Saturday,  11/28/09  01:02 PM

The other day I noted Tim Bray's observation that he could use his Android smartphone for consuming content, but not for creating it.  Which sparked an email exchange with my friend Gary:

{G} Note that I posted on my blog in 2004 with my Treo.

{me} There’s “blogging” as in the technical act of making a post (which I’ve been able to do for a long time too), and “blogging” as in the creative act of sitting and reviewing links and reading pages and editing photos and assembling an interesting post (which I still cannot do from my smartphone).  I will say with my Pre I am closer than I was with my Treo.

{G} Because the Pre/iPhone/Android phones allow a level of browsing and interactivity that were previously reserved for PCs.  Really, smart phones are the biggest threat to MS ever.  OTOH, for creating content, you want a PC, as you've observed.

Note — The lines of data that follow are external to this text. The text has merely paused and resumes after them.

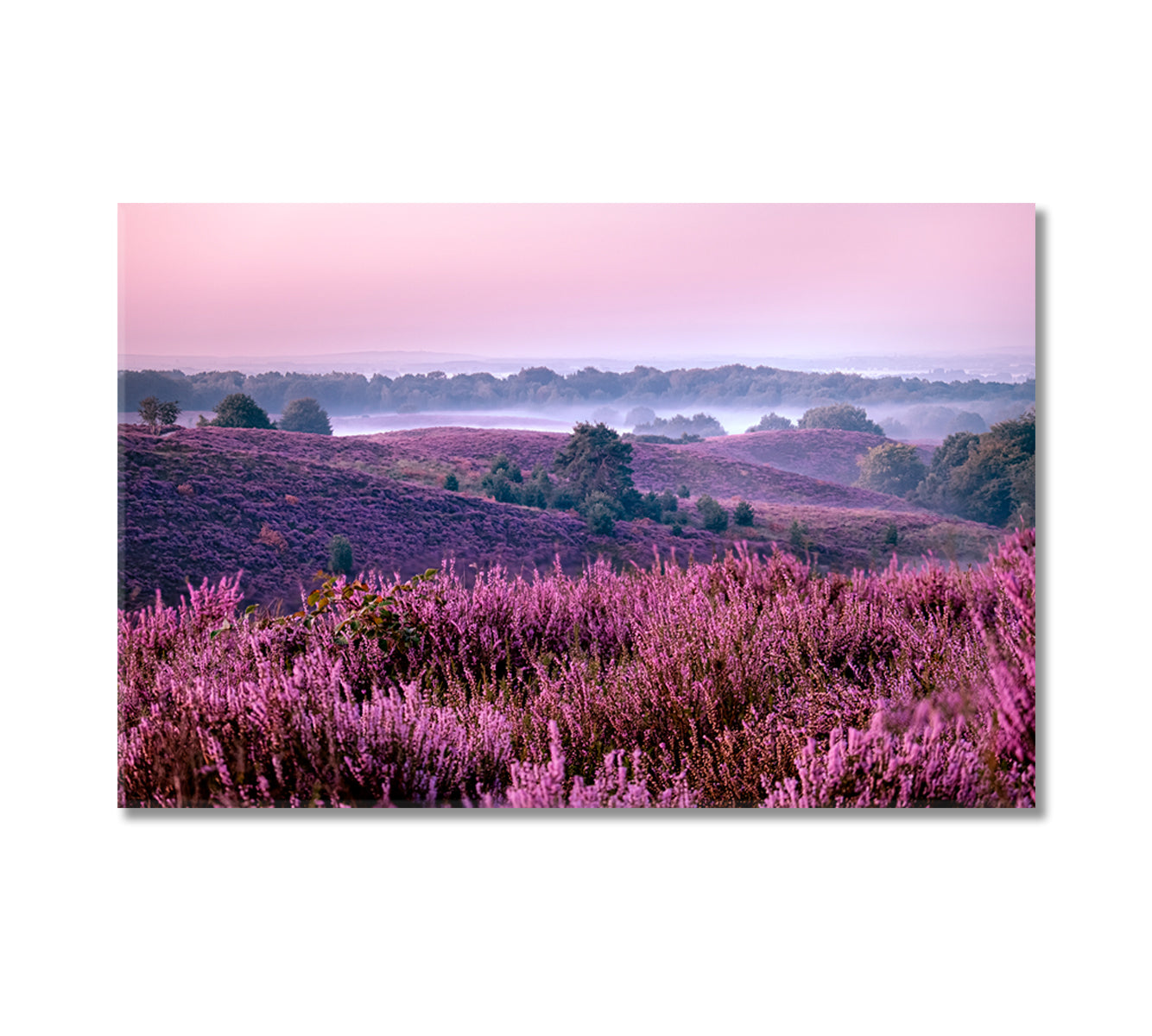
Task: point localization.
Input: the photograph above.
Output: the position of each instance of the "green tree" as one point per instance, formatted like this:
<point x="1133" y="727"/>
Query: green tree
<point x="599" y="511"/>
<point x="842" y="416"/>
<point x="713" y="516"/>
<point x="892" y="468"/>
<point x="772" y="423"/>
<point x="595" y="459"/>
<point x="155" y="414"/>
<point x="306" y="416"/>
<point x="340" y="555"/>
<point x="240" y="411"/>
<point x="501" y="463"/>
<point x="989" y="478"/>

{me} I accept that more and more of what could only be done on a PC before can now be done on smartphones.  And I guess I figured eventually everything which could be done on a PC would be doable on a smartphone.  Years ago I moved from a desktop to a laptop and never looked back.  Still, when docked I do have a fullsize keyboard, standalone mouse, and [maybe most important] a 24” monitor.  Sometimes on the road when I am using my laptop, I miss my desk.

{G} Well, there's a Nikon camera for sale now that has a projector built-in, and projectors are shrinking, so that could work.  But since my current NeXT machine (iPhone) is really the same as the one I had in 1990, but has more storage and processing power, I think the more likely scenario is that I just lay the phone on the desk (or really, keep it in my pocket) and my keyboard and large screen light up, and I continue computing, with a desktop metaphor as we have today, if that remains useful.

I’ve been giving this a lot of thought.  An interesting subject.  Consider my blogstation, pictured at right, with my Pre circled in the center.

I think the difference with a phone is the communication bandwidth.  You can view just about anything now, but you still have a teeny view of it.  Perhaps when we have projectors built into phones (which I’m sure are coming) then you can view more of it, and consuming content will be more or less the same as with a PC.  As far as input, multitouch is all very exciting, but most content creation involves typing, and typing on a phone just isn’t like typing on a PC.  Yet.  If it ever will be, the physical size of fingers is what it is.  Seems like there are breakthroughs yet to be made there (virtual keyboards?).  Maybe it will take a mind-to-device link other than physical finger motion.